Herndon (Virginia). Für Volkswagen scheint der Dieselskandal und der damit verbundene Manipulationskandal zumindest in den USA passé zu sein. Die Absatzzahlen zeigen kräftige Zuwachse. Volkswagen kann beim Absatz in den USA nach zwei schwächeren Monaten wieder kräftig zulegen. Im von der "Black-Friday"- Rabattschlacht geprägten November verkauften die Deutschen 29.218 Neuwagen mit VW-Logo und damit um 9,1 Prozent mehr als im Vorjahresmonat. Das teilte das Unternehmen am Dienstag mit. Grund war der reißende Absatz von SUV mit einem Plus von 30 Prozent.

Bei den in den USA beliebten Stadtgeländewagen hatte VW mit dem frischen Modell vom Tiguan und dem neuen Atlas eine Offensive gestartet. Beim volumenstärksten US-Modell Jetta und beim Passat hingegen sanken die Verkäufe. In der bisherigen Jahresbilanz steht VW auf dem amerikanischen Markt mit 4,2 Prozent im Plus und ist auf Kurs, erstmals wieder mehr Autos in den USA loszuwerden als vor dem 2015 aufgeflogenen Abgas-Skandal.

Amerikaner kaufen große deutsche Autos

Die US-Amerikaner lassen sich beim Autokauf der schweren Autos deutscher Hersteller nicht beeindrucken. Auch nicht von Donald Trump, der gegen deutsche Autohersteller immer wieder geätzt hatte, mit Zöllen drohte und die Amerikaner zum Kauf von Autos der US-Autobauer aufrief.

Der US-Konsument reagiert anders. Worüber sich auch der deutsche Sportwagenbauer Porsche freut, der beim Verkauf seiner SUV-Modelle ebenso kräftige Zuwächse verzeichnet. Die Volkswagen-Tochter erhöhte den US-Absatz im November um 11,5 Prozent. Vor allem das neue Modell vom Cayenne und der aufgefrischte Kompakt-SUV Macan fanden Anklang bei der US-Kundschaft. Der ebenfalls zum VW-Konzern gehörende Premiumhersteller Audi, der zuletzt angekündigt hat, in Deutschland 9500 von 61.000 Jobs bis 2025 abzubauen, verkaufte mit 20.618 Autos sogar um gut ein Fünftel mehr als im Vorjahr.

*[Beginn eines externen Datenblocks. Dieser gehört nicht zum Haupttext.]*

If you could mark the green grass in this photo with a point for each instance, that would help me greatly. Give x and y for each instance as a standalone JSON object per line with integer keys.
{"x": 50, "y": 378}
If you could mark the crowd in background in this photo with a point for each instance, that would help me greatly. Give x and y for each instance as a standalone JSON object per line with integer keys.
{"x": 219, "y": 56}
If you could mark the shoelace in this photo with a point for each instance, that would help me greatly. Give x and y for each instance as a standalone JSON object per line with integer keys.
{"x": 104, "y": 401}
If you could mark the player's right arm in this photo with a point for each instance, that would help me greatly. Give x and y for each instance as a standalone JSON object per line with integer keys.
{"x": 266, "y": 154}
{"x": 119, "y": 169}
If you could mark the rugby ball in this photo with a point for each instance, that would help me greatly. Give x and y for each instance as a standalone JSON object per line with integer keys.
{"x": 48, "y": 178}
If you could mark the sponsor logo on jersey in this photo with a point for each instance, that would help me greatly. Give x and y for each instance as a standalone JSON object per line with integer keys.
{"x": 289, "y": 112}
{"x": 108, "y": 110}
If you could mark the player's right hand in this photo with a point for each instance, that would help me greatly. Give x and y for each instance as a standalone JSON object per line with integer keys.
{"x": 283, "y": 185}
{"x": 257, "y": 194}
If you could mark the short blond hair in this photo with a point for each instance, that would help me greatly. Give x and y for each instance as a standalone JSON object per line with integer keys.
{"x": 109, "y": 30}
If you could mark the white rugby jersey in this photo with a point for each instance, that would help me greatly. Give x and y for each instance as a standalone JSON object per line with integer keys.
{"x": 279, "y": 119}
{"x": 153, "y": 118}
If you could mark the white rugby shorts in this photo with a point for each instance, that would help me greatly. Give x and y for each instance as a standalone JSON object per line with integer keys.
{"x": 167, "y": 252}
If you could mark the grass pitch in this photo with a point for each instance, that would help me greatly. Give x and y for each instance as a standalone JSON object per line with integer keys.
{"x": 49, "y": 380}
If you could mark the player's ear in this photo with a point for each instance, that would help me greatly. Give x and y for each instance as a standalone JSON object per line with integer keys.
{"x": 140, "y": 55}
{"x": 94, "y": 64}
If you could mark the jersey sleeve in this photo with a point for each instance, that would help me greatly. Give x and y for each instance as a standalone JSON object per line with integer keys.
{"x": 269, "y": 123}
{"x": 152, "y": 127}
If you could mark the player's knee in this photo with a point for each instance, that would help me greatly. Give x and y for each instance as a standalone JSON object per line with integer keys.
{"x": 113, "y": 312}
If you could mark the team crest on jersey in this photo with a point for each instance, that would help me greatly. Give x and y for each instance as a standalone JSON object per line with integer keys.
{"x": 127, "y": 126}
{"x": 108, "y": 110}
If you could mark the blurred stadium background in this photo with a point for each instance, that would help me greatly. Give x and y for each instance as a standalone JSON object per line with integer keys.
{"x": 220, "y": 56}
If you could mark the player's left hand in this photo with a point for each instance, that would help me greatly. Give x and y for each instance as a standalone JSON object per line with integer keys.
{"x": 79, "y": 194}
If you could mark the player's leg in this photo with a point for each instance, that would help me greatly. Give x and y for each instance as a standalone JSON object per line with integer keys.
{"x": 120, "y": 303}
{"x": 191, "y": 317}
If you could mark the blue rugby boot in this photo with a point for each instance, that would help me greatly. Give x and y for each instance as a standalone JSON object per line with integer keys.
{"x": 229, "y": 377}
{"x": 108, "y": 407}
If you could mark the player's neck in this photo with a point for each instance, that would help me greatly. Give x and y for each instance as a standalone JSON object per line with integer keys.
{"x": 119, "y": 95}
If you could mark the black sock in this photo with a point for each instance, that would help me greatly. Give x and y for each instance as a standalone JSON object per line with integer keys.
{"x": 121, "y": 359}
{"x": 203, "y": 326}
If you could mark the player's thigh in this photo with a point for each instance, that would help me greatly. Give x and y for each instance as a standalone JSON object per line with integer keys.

Auch für die deutsche Oberklasse-Konkurrenz lief es im vergangenen Monat rund auf dem US-Markt: BMW brachte mit 31.213 Stück um 10,2 Prozent mehr Fahrzeuge seiner Kernmarke auf die Straße als vor einem Jahr. Bei der Tochter Mini gab es indes Einbußen. Daimler steigerte die Mercedes-Benz-Verkäufe im November verglichen mit dem Vorjahreszeitraum um 8,7 Prozent auf 33.721 Autos.

Auch insgesamt schaltete der US-Automarkt im November nach den relativ schwachen Vormonaten wieder einen Gang hoch. Der japanische Hersteller Toyota schaffte ein starkes Absatzplus von 9,2 Prozent, Honda und Hyundai legten dank des SUV-Booms ebenfalls kräftig zu. Die Hersteller halfen allerdings stark mit Sonderangeboten und Kaufanreizen nach. Die Branche profitierte zudem von der alljährlichen Shopping-Orgie rund um den "Black Friday" und einem Verkaufstag mehr als im Vorjahr.

Nach Schätzung des Analysehauses Cox Automotive dürften die Verkäufe branchenweit um vier Prozent verglichen mit dem Vormonat zugenommen haben. Es haben aber noch nicht alle Hersteller ihre Zahlen vorgelegt. Die monatliche Absatzstatistik hat ohnehin stark an Aussagekraft eingebüßt, da die drei US-Marktführer General Motors, Ford und Fiat Chrysler nur noch quartalsweise berichten.